Critical role of operators in using ‘mobile money’ to fight poverty

  • GSMA releases initial findings of 2013 mobile money adoption survey
  • Strong growth in deployments in increasingly competitive landscape

Critical role of operators in using ‘mobile money’ to fight povertyTHE GSM Association (GSMA) has released the initial findings of its 2013 Mobile Money Adoption Survey, which underscores the critical role of mobile and mobile network operators (MNOs) in driving the adoption of convenient and affordable financial services among unbanked and under-banked individuals around the world.
 
According to the survey, there are now 208 live mobile money for the unbanked services in 83 countries, compared with 178 in 74 countries as of January, and an additional 117 deployments are planned over the coming months, the GSMA said in a statement.
 
“The impressive and encouraging results of the study demonstrate that mobile money services are increasingly reaching scale and are becoming even more essential in providing convenient and affordable financial services to the underserved,” said Chris Locke, GSMA Mobile for Development managing director.
 
The ‘unbanked’ are people with no access to financial services. In a separate note, the GSMA noted that in developing countries, 2.5 billion people are unbanked and have to rely on cash or informal financial services which are typically unsafe, inconvenient and expensive.
 
However, over one billion of these people have access to a mobile phone.
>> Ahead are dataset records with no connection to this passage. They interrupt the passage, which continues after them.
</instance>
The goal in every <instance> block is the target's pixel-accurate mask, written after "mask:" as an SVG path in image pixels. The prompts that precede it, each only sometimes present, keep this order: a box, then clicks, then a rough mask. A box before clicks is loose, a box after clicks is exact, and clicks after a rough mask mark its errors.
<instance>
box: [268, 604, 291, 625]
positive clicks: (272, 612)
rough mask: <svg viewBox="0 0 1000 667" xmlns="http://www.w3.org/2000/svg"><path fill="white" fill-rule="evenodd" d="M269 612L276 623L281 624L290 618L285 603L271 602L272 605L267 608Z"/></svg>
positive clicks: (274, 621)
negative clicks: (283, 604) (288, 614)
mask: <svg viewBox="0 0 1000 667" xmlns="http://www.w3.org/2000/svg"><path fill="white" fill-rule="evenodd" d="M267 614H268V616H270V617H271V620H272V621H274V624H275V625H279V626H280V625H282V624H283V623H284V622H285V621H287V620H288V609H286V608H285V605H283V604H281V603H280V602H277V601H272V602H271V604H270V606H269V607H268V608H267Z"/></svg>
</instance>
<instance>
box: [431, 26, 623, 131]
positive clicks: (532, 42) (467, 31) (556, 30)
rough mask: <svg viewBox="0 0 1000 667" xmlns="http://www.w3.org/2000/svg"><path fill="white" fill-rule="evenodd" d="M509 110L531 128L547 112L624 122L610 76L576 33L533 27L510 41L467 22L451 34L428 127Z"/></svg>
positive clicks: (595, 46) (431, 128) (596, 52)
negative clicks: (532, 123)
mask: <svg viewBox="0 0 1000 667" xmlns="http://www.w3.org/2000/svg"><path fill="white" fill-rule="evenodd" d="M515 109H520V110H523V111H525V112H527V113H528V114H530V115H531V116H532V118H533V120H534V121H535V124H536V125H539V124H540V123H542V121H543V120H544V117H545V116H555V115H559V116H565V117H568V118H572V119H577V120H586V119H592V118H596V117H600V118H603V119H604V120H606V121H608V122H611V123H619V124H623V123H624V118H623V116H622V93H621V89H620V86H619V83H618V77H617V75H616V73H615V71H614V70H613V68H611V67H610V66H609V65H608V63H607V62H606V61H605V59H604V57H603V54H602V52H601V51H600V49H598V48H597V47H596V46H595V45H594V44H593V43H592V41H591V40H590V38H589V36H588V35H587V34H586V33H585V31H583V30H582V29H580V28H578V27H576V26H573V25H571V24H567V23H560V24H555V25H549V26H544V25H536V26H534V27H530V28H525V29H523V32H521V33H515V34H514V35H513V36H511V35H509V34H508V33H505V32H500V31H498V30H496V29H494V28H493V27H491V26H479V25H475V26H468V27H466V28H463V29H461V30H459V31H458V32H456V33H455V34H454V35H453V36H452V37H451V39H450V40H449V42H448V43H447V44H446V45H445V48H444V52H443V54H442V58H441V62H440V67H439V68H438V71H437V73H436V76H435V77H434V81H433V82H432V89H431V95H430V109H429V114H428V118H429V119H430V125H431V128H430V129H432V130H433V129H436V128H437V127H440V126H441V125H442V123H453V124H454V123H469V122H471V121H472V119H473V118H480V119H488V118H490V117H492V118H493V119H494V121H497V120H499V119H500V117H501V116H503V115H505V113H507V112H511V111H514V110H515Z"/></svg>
This provides the basis for mobile money, whereby mobile technology is used to deliver convenient and affordable financial services to the underserved.
 
With mobile money, customers can convert cash to and from electronic value (e-money), and they can use mobile money to perform transfers or make payments.
 
As well as enabling payments, mobile technology can be used to extend the reach of financial services such as insurance, credit and savings.
 
Traditional bricks-and-mortar banking infrastructure struggles to make the business model work to serve low-income customers, particularly in rural areas. However, mobile operators already have large airtime distribution networks which can be used to provide customers with a network of mobile money agents where they can perform cash-in and cash-out transactions, the GSMA noted.
 
Large mobile operators in developing countries typically have 100 to 500 times more airtime reseller outlets than all of the banks’ branches put together.
 
“Through our Mobile Money for the Unbanked programme, the GSMA is committed to facilitating the widespread adoption of mobile money services by identifying and sharing operational best practices, as well as working with operators to create commercially viable, interoperable mobile money services to enable greater financial inclusion,” said Locke.
 
“This survey offers an important snapshot of the mobile money industry today and also gives mobile money service providers a valuable source of benchmark data,” he said, referring to the Mobile Money Adoption Survey.
 
The survey illustrates the increasingly competitive landscape for mobile money services, the GSMA said in its statement.
 
Globally, mobile money services were launched in nine markets in 2013 and the majority of these launches were in markets where mobile money services already existed. There are now at least two or more mobile money services available in 51 markets, compared with 40 markets at the end of 2012 and 33 at the end of 2011.
 
Furthermore, 24 of these markets each have three or more mobile money services, offering even greater choice to consumers.
 
Mobile money is now becoming a mainstream service for MNOs rather than a differentiator; this is especially true in Sub-Saharan Africa, which boasts 53% of all live mobile money services and where services are available in 36 out of 47 countries in the region.
 
The Adoption Survey gives insights into the development of mobile money services globally and shows specifically how mobile money is enabling the financial inclusion of unbanked and under-banked people.
 
The findings show that the adoption of mobile money services by customers is rising and that an increasing number of services are reaching scale. The GSMA has identified three mobile money services that each exceeded one million active users between June 2012 and June 2013 and globally, there are at least nine services that currently have more than one million active users.
 
The full results from the 2013 Mobile Money Adoption Survey will be published at the GSMA Mobile World Congress 2014 in Barcelona.